I still remember how astonished I was when, some twenty years ago, at a meeting of a small group of executives and government officials of which I was then a part, someone asked “how many of you have ever been stopped for speeding?” Every hand went up. The follow-up question was: “How many of you then had your vehicle searched?” Every black hand went up; no white one did. These were well-educated, well-dressed, well-spoken upper-middle class citizens.
Discriminatory laws are easier to change than the historic social structures and ingrained attitudes that have privileged white citizens and disadvantaged black ones for over two hundred years.
Social change tends to be slow and difficult, and racial disadvantage isn’t just economic. Even when the laws of the land are facially neutral, they are not always neutrally applied. If you are black, and especially if you are poor and black, the justice system you encounter is markedly different—and considerably less just—than the system that governs your Caucasian fellow-citizens.
In 1999, David Cole wrote what has come to be regarded as a seminal work on the issue of equality in the American justice system, No Equal Justice: Race and Class in the Criminal Justice System. The book documented pervasive race- and class-based double standards in criminal justice.

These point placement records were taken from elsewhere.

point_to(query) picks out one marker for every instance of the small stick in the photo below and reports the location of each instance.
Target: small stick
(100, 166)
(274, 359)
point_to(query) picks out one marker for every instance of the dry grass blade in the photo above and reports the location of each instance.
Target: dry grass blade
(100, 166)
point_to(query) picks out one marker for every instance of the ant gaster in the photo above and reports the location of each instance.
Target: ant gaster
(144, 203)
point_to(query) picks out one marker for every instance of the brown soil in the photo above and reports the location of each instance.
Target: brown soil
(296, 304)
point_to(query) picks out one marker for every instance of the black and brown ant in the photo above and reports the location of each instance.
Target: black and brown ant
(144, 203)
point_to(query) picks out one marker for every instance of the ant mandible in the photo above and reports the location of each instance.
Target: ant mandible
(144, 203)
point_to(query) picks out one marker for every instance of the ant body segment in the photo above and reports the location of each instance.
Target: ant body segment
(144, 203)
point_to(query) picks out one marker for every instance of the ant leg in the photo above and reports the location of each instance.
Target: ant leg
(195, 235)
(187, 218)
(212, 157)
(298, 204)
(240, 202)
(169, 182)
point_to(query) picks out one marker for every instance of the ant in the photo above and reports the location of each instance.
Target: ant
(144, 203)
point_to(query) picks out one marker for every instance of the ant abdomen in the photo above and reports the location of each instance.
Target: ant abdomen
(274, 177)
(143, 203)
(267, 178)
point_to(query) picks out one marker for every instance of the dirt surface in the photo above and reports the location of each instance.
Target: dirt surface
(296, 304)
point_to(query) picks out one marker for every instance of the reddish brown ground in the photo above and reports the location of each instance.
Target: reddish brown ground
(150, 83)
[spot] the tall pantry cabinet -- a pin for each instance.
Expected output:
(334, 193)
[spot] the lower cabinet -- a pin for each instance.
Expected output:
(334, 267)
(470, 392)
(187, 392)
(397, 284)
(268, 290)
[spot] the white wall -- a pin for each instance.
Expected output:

Cole’s unsparing look at the American justice system examined everything from police behavior and jury selection to sentencing; he argued that our system not only fails to live up to the promise of equality, but actually requires double standards to operate. Cole argued that it is the disparities in the system that allow the privileged “to enjoy constitutional protections from police power without paying the costs associated with extending those protections across the board to minorities and the poor.”
In its review of the book, the New York Times said “No Equal Justice makes a strong case that we have tolerated a law enforcement strategy that depends on the exploitation of race and class divisions.”
Although this unequal application of the law falls most heavily on poorer African-Americans, more affluent members of the community are hardly exempt. (There was something of a media firestorm when prominent Harvard scholar Henry Louis Gates was arrested for “breaking in” to his own home after a trip to China; police initially refused to believe he lived there.)
White America has finally begun to confront the reality of our unequal application of the laws. Thanks to technology and the proliferation of smartphone cameras and other digital recording devices, social media is filled with visual evidence of police conduct that challenges our most cherished beliefs about the maintenance of law and order. Recent books, like Michelle Alexander’s The New Jim Crow, an eye-opening examination of the drug war, have added to the evidence of dysfunction.
Even Congress—in a rare bipartisan effort—has acknowledged the inequities and is attempting to reform the system.
If we are to create a truly equal society—defined as a society that gives its citizens a level playing field and genuinely equal protection of the laws—we must look beyond economic security, important as that is. We also need to ensure that our government institutions are not treating similarly-situated citizens differently based upon the color of their skin rather than upon their behavior.